L’eau de Tortuga Bay, bordée de mangrove, est donc calme et il faut aussi bien le dire plutôt verte.

snorkeling : l’eau est très trouble, la visibilité très mauvaise, même en s’éloignant du bord. Même lorsque qu’Antoine et moi sommes l’un à côté de l’autre dans l’eau, nous avons du mal à nous voir.

observation de la faune : au bord de l’eau, les pieds dans l’eau, il est possible d’observer des petits requins, des raies et au loin on aperçoit des tortues. Les pélicans s’offrent du poisson frais en fonçant dans l’eau.

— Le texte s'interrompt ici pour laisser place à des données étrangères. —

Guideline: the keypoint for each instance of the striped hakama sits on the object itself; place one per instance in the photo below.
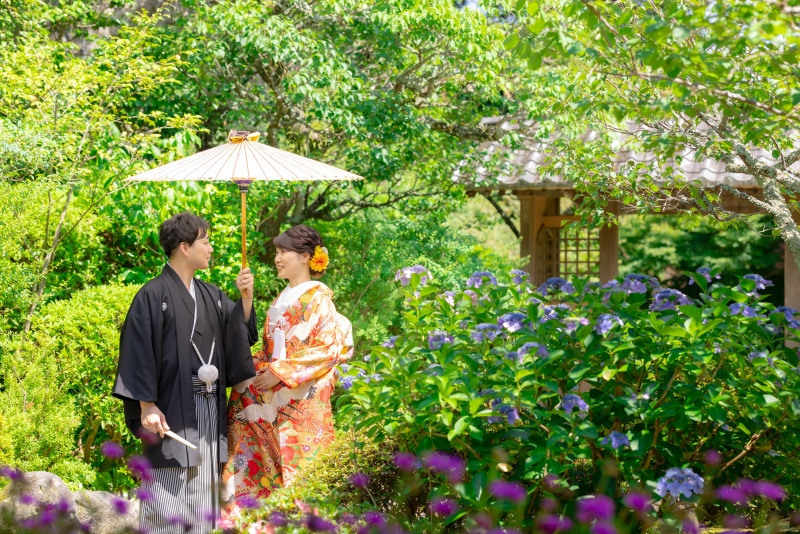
(186, 499)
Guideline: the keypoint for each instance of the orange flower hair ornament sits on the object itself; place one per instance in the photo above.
(319, 261)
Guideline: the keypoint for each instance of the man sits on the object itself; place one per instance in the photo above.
(183, 342)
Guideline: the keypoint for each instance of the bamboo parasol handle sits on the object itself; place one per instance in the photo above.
(244, 185)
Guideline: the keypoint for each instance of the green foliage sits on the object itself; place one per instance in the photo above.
(675, 377)
(41, 419)
(684, 81)
(69, 357)
(365, 251)
(665, 247)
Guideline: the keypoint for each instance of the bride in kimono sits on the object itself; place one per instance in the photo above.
(281, 420)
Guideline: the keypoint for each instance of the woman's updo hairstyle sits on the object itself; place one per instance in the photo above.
(301, 239)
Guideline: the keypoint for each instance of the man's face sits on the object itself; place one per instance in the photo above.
(199, 254)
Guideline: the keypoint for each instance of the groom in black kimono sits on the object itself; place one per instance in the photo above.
(183, 342)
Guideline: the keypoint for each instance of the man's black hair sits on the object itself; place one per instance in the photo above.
(184, 227)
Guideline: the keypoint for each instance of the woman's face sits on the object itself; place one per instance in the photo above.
(291, 264)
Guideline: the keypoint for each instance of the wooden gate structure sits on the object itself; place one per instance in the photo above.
(554, 251)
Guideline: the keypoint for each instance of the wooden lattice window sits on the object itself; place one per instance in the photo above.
(565, 252)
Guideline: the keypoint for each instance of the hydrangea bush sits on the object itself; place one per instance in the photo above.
(524, 383)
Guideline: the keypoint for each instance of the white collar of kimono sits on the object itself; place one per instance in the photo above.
(289, 296)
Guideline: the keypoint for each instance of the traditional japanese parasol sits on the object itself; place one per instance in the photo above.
(243, 160)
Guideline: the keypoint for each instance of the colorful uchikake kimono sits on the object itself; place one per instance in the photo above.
(274, 433)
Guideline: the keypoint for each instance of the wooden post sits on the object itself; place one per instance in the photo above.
(609, 247)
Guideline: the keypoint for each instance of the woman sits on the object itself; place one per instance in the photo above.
(281, 419)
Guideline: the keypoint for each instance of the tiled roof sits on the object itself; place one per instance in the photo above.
(502, 168)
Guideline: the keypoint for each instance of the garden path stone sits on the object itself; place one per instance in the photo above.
(101, 509)
(46, 488)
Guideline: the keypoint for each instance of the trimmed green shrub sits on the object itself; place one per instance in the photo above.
(57, 387)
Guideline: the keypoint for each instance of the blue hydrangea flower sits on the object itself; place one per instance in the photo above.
(572, 401)
(606, 322)
(485, 331)
(404, 275)
(556, 284)
(541, 350)
(520, 277)
(705, 271)
(679, 481)
(617, 439)
(761, 283)
(637, 283)
(787, 312)
(512, 321)
(666, 299)
(476, 280)
(437, 338)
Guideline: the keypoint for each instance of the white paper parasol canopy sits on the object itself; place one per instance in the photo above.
(243, 160)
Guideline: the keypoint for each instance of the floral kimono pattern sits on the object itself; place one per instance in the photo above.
(273, 433)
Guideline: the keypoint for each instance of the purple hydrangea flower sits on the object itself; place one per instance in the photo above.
(541, 350)
(555, 284)
(638, 502)
(314, 523)
(579, 321)
(713, 457)
(485, 331)
(359, 480)
(112, 449)
(450, 466)
(665, 299)
(405, 274)
(247, 501)
(705, 271)
(476, 280)
(444, 507)
(606, 322)
(512, 322)
(141, 468)
(603, 528)
(617, 440)
(520, 277)
(678, 481)
(594, 508)
(572, 401)
(509, 491)
(551, 523)
(405, 461)
(637, 283)
(437, 339)
(746, 310)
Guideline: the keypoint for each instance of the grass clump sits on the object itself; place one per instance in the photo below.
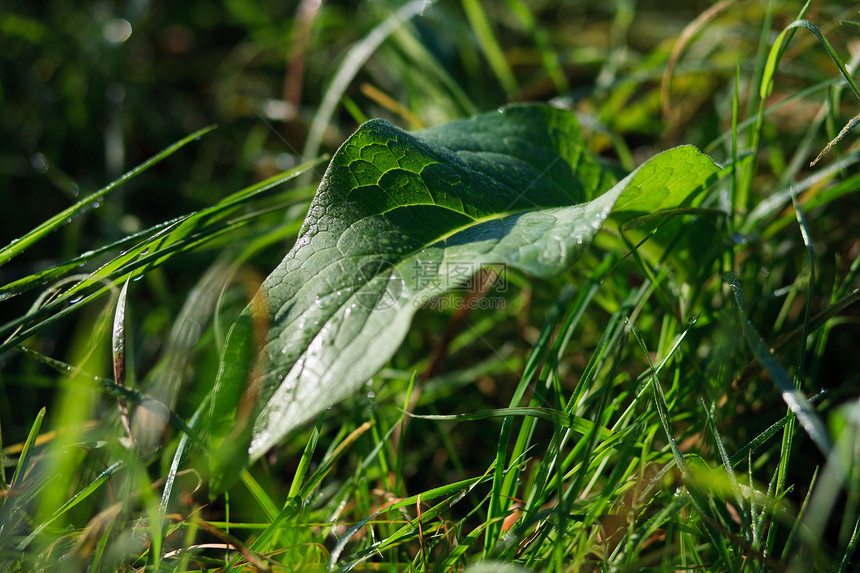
(684, 397)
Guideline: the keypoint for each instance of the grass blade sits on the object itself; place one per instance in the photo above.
(20, 244)
(794, 399)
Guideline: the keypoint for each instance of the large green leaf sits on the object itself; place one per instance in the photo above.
(401, 217)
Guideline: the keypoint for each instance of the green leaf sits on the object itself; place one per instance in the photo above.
(402, 217)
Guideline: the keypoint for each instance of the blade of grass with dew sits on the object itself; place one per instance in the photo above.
(696, 496)
(72, 502)
(355, 59)
(794, 399)
(105, 385)
(503, 484)
(23, 465)
(576, 423)
(186, 234)
(489, 45)
(20, 244)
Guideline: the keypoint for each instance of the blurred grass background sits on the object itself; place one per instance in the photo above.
(89, 89)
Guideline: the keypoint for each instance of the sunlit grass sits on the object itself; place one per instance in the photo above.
(630, 414)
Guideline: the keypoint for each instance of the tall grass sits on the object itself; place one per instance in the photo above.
(629, 415)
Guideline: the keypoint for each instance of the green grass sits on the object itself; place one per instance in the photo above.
(683, 398)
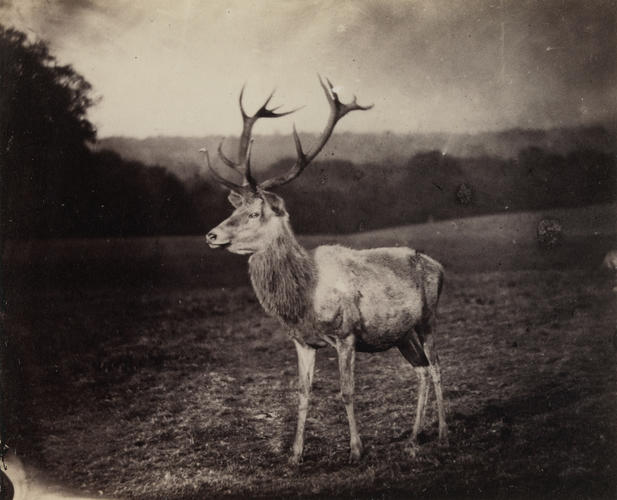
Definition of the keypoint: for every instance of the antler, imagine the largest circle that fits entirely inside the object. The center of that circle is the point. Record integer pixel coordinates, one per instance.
(337, 111)
(243, 165)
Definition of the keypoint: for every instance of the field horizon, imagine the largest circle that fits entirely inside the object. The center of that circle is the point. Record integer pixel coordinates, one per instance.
(146, 369)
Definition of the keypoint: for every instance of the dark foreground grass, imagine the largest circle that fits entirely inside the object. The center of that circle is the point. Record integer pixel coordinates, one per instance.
(190, 393)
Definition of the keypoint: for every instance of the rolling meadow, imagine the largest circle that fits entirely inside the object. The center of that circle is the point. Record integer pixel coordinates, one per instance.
(145, 368)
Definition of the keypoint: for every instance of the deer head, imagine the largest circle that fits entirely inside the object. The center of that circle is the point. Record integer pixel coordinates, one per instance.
(259, 214)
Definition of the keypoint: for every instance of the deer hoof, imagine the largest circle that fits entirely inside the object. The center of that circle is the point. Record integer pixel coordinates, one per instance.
(412, 449)
(355, 454)
(443, 441)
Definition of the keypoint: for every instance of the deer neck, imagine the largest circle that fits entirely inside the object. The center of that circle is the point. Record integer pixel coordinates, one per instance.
(283, 276)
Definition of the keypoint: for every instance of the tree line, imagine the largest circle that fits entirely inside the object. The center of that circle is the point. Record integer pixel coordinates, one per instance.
(54, 183)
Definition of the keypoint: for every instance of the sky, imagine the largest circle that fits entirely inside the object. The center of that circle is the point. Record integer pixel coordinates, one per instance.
(175, 67)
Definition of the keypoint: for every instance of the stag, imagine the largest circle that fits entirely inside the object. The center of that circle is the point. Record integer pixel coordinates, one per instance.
(353, 300)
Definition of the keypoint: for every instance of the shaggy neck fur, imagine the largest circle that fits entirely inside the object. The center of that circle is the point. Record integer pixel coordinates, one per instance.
(283, 276)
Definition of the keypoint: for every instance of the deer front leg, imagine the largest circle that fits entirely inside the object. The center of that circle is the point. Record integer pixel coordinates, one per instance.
(346, 350)
(306, 366)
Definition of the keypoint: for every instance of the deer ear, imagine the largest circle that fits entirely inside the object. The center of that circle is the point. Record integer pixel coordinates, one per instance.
(235, 199)
(276, 203)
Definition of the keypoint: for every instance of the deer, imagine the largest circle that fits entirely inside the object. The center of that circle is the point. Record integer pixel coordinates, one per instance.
(367, 300)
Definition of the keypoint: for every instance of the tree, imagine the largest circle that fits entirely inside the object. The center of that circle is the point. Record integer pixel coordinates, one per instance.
(44, 137)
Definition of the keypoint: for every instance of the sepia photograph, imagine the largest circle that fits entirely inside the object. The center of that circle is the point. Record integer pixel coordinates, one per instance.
(308, 249)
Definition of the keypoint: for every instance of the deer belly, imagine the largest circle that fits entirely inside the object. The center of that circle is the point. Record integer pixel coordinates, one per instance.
(385, 322)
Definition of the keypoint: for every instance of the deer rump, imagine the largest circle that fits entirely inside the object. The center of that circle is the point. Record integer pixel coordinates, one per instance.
(383, 295)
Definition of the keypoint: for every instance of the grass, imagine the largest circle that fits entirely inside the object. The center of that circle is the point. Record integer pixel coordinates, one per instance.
(188, 391)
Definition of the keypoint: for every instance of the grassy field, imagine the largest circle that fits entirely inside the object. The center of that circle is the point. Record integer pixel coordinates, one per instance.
(146, 369)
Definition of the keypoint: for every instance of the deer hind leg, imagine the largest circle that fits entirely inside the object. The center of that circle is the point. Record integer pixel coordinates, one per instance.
(413, 352)
(435, 372)
(306, 367)
(346, 350)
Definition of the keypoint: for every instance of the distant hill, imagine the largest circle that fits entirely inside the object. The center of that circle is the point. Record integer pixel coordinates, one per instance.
(180, 154)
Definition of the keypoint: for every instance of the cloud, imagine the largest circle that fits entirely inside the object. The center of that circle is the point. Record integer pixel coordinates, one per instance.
(176, 67)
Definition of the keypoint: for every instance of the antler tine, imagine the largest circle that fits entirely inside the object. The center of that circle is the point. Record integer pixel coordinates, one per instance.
(245, 138)
(245, 168)
(231, 185)
(337, 111)
(224, 158)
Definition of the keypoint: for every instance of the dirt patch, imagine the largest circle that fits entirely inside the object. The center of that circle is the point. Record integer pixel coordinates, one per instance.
(190, 393)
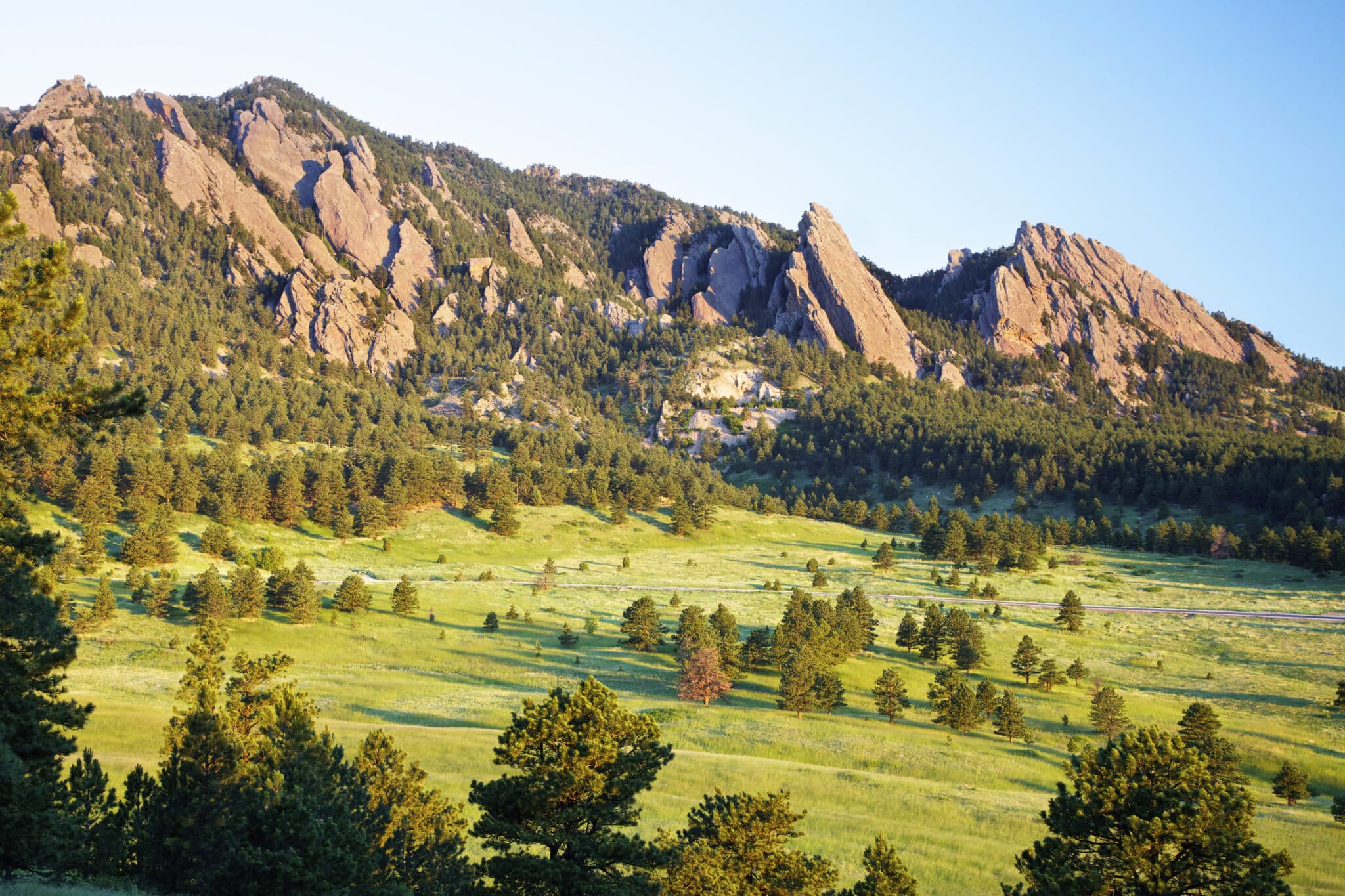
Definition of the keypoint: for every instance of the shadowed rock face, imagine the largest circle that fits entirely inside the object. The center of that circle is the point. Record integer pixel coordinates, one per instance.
(1060, 288)
(826, 295)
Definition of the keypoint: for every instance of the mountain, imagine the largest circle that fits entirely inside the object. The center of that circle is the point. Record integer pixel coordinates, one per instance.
(343, 236)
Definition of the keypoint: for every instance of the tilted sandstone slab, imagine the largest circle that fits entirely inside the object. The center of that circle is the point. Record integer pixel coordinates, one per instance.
(277, 152)
(34, 200)
(74, 158)
(351, 217)
(1063, 288)
(519, 241)
(65, 98)
(337, 317)
(167, 110)
(201, 175)
(826, 293)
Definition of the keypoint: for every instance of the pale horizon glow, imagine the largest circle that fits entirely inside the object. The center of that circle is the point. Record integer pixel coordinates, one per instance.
(1202, 141)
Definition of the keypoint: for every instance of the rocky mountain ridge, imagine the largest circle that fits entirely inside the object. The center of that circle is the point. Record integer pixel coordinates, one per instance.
(346, 233)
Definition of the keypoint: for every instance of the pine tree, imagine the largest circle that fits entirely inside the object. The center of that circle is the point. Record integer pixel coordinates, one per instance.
(104, 601)
(884, 874)
(681, 522)
(1109, 712)
(827, 691)
(246, 594)
(301, 601)
(1290, 784)
(884, 558)
(642, 626)
(703, 676)
(1199, 729)
(988, 696)
(405, 597)
(505, 521)
(908, 633)
(797, 684)
(1071, 616)
(1078, 671)
(1049, 676)
(889, 695)
(1197, 834)
(1009, 717)
(351, 595)
(1025, 660)
(556, 822)
(963, 712)
(736, 844)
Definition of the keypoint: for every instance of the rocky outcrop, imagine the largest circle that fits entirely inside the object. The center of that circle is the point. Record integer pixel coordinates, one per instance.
(825, 293)
(74, 158)
(201, 175)
(353, 218)
(66, 98)
(275, 151)
(34, 200)
(337, 317)
(447, 313)
(167, 110)
(519, 241)
(1060, 288)
(413, 264)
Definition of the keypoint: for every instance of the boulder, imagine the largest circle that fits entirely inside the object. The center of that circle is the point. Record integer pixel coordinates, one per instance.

le canoë : nous avons loué un canoë pour 20$ pour deux pour 1h30. A bord, il y a un plan de la mangrove qui nous indique la limite à ne pas dépasser et les endroits où l’on peut voir tel ou tel animal marin. Sympa ! On commence par rejoindre la mangrove à gauche, on y voit des ailerons, Antoine se jette à l’eau et nage avec trois requins. Nous longeons la mangrove puis rejoignons le centre de la crique. Oh, il me semble voir une tête de tortue qui sort de l’eau ! On se dirige rapidement vers l’endroit, on se met à l’eau, mais la visibilité est tellement mauvaise que l’on ne voit absolument rien à moins d’un mètre. Aucune chance de retrouver la tortue. Changement de stratégie, on remonte tous les deux à bord du canoë, on scrute l’eau calme. Très vite une autre tête apparaît ! On s’en rapproche. Je vais dans l’eau et Antoine reste dans le canoë pour observer et me guider. Près de la mangrove l’eau est plus claire, je repère la tortue après plusieurs minutes et Antoine me rejoint vite. Nous passons un petit temps à la suivre, à l’observer, c’est tellement beau. Superbe !

En revenant vers le canoë, nous voyons des requins à pointe-blanche. On remonte dans le canoë et on s’aperçoit qu’en fait, bin il y en a plein plein des tortues qui remontent à la surface !! Elles doivent être nombreuses sous l’eau ! Dommage que la visibilité soit si mauvaise ! A plusieurs reprises, tout en restant dans le canoë, nous voyons de nombreux bancs de raies passer à la surface, tout près de nous ! Nous sommes gâtés, ça vaut vraiment le coup ! Il est déjà l’heure de rendre le canoë, le temps est passé trop vite.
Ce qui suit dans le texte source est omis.